The New York Sun‘s take on the Obama tax plan:
The Obama campaign has at long last lifted the veil of mystery that has surrounded the Democratic presidential candidate’s tax increase plans. Mr. Obama’s two economic advisers, Jason Furman and Austan Goolsbee, have an op-ed piece in today’s Wall Street Journal, and it isn’t pretty. … [T]he most astonishing sentence in the op-ed is this one: “His plan would not raise any taxes on couples making less than $250,000 a year, nor on any single person with income under $200,000.” It amounts to a declaration of war on two-income families, a marriage penalty of punitive proportions. If those two single persons with income just under $200,000 get married, Mr. Obama is going to hammer them with a huge tax increase. If the second earner, who in many cases is the woman, is going to have to give 54% of what she earns to the government, she might as well stay home with the children.

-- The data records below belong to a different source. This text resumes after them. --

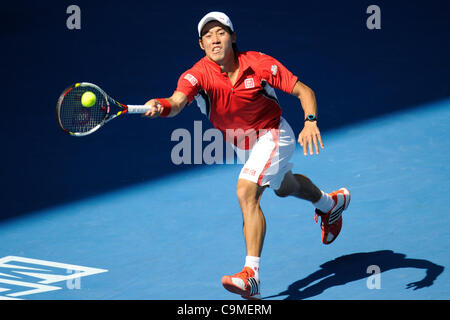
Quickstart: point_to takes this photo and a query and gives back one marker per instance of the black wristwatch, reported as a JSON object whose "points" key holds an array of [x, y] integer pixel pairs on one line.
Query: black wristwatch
{"points": [[310, 117]]}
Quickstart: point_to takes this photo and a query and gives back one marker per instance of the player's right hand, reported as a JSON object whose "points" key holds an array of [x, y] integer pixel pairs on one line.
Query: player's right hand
{"points": [[155, 109]]}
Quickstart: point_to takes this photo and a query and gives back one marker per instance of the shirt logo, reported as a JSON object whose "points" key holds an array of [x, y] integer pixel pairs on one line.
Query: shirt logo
{"points": [[189, 77], [274, 70], [249, 83]]}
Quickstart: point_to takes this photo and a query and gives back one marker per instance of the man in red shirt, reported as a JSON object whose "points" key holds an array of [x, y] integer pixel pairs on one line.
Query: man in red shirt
{"points": [[235, 90]]}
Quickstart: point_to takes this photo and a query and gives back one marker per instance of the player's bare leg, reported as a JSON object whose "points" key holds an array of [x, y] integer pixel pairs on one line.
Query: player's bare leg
{"points": [[254, 228], [299, 186], [246, 282]]}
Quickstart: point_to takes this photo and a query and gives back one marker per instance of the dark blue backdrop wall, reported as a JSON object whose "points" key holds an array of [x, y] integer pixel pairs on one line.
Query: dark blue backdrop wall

This is a clever way of criticizing Obama’s tax plan, though I wonder whether the Hillary supporters most likely to support McCain are already stay at home moms. In any case, the rhetoric is consistent with the pro-family economic agenda Ross Douthat and Reihan Salam outline in their much touted book. As they observe, a dynamic approach tax policy requires a “‘life-course perspective,’ with measures that would allow a mother (or father, for that matter) to provide child care full-time for several years before entering, or reentering, the workforce.” In Obama’s proposal, the door is permanently shut — at least until a new president or new Congress seeks tax reform.